Evaluation of Exposure to Tuberculosis Among Employees at a Medical Center
Tuberculosis (TB), a disease caused by the bacteria Mycobacterium tuberculosis (M. tuberculosis), is spread from person to person through the air. TB usually infects the lungs, but it can also infect other body parts such as the brain, kidneys, or spine. People who are infected by the bacteria but who do not exhibit symptoms have latent TB infection.

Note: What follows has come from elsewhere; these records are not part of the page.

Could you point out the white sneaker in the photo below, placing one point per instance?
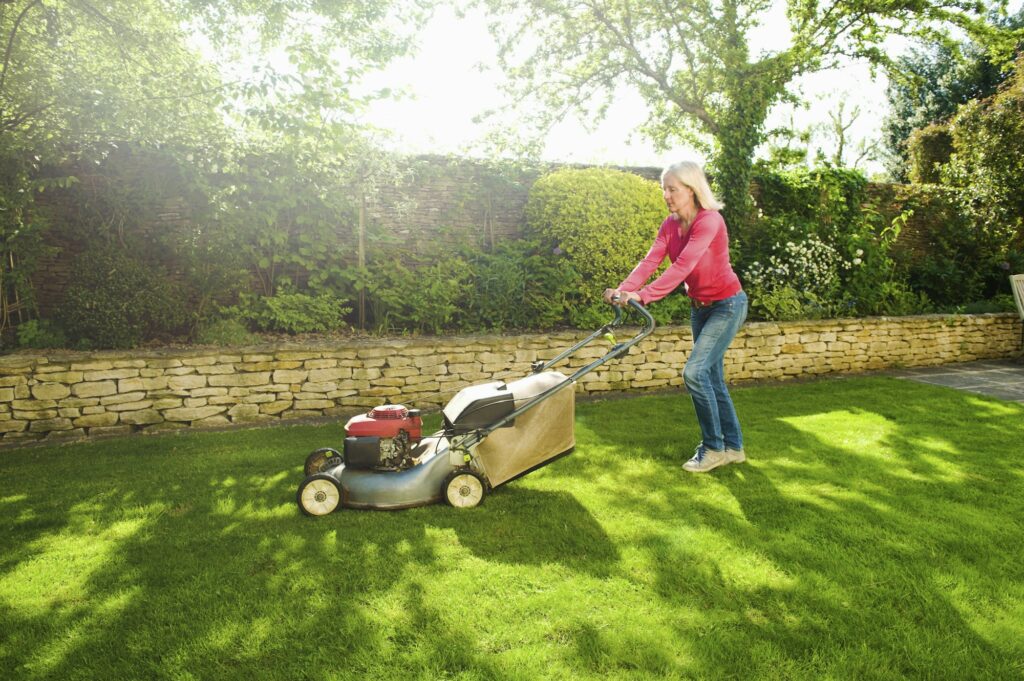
(735, 456)
(705, 460)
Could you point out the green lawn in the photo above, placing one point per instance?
(875, 534)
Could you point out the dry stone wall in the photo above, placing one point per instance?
(74, 395)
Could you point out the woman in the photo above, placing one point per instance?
(695, 240)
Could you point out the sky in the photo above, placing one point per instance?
(443, 89)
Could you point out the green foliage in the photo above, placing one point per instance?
(715, 97)
(22, 227)
(979, 240)
(41, 334)
(424, 295)
(602, 221)
(225, 331)
(1003, 302)
(114, 300)
(293, 312)
(519, 285)
(930, 84)
(821, 250)
(927, 150)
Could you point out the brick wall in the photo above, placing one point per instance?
(77, 395)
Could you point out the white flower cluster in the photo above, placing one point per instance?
(810, 265)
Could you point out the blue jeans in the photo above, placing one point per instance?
(714, 328)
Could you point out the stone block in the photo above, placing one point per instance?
(95, 420)
(144, 384)
(245, 380)
(94, 389)
(276, 407)
(215, 369)
(326, 375)
(188, 382)
(110, 375)
(33, 405)
(48, 425)
(313, 403)
(12, 426)
(121, 399)
(290, 376)
(131, 407)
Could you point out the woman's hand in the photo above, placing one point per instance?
(620, 297)
(626, 296)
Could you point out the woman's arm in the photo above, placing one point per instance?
(702, 231)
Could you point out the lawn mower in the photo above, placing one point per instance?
(493, 433)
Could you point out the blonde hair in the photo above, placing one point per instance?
(692, 176)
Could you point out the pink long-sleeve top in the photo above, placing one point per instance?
(699, 258)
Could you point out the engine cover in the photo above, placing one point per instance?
(386, 421)
(383, 438)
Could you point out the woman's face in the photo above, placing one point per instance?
(678, 197)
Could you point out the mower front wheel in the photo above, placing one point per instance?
(464, 488)
(321, 460)
(318, 495)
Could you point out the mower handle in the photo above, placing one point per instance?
(617, 350)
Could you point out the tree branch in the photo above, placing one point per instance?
(10, 41)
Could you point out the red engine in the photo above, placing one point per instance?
(383, 438)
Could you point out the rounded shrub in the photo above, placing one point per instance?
(602, 221)
(928, 150)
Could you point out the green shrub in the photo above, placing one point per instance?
(114, 300)
(517, 286)
(226, 332)
(1003, 302)
(928, 149)
(988, 167)
(294, 312)
(602, 221)
(41, 334)
(422, 296)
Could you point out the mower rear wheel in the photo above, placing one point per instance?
(464, 488)
(315, 462)
(318, 495)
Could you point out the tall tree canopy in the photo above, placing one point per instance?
(220, 85)
(694, 64)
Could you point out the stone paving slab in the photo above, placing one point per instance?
(1001, 379)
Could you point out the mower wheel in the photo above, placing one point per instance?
(317, 461)
(464, 488)
(318, 495)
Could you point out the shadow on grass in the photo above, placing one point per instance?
(864, 551)
(878, 544)
(205, 566)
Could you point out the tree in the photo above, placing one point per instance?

It is estimated that one-third of the world's population has latent TB infection, and approximately 5%–10% of those infected will develop TB disease within their lifetimes.(–)

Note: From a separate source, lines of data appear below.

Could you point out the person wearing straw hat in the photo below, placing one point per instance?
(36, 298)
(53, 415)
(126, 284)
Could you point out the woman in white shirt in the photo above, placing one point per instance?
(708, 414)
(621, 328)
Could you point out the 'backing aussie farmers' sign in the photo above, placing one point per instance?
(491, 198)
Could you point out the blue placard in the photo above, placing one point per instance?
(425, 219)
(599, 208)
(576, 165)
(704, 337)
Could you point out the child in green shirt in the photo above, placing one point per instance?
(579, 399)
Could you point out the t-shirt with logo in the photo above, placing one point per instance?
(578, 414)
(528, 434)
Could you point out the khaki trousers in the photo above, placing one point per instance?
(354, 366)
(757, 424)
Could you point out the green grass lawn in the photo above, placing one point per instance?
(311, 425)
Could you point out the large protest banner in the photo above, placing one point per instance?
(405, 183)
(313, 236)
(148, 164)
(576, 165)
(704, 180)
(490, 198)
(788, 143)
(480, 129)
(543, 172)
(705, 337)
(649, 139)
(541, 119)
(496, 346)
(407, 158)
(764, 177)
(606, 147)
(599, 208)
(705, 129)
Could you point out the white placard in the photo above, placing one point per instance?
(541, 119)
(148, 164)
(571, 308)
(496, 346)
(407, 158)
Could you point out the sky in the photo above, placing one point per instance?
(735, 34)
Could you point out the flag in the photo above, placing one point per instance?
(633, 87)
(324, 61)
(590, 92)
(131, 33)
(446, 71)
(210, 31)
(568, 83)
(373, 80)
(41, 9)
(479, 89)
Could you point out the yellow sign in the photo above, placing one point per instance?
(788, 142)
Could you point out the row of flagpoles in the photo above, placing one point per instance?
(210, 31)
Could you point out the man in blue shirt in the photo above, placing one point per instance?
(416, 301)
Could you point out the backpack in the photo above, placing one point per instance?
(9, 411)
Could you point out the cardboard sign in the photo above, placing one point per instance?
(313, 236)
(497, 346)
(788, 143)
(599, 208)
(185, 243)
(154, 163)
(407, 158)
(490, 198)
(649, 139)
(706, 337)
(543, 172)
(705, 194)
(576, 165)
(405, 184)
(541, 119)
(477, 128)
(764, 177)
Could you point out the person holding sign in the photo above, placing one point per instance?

In July 2011, the National Institute for Occupational Safety and Health (NIOSH) received a health hazard evaluation request from management representatives at a medical center in Arizona concerning exposure of employees to M. tuberculosis. They asked for our assistance in evaluating the infection control and occupational health practices related to TB.
At the time of our visit, the medical center included an inpatient hospital with 73 beds and adjacent outpatient facility, and the center had approximately 1000 employees. One nurse, the infection control practitioner, was responsible for all infection control and occupational health activities at the medical center. The medical center's TB policy required annual tuberculin skin testing (TST) of all employees with face-to-face patient contact, which included the majority of employees.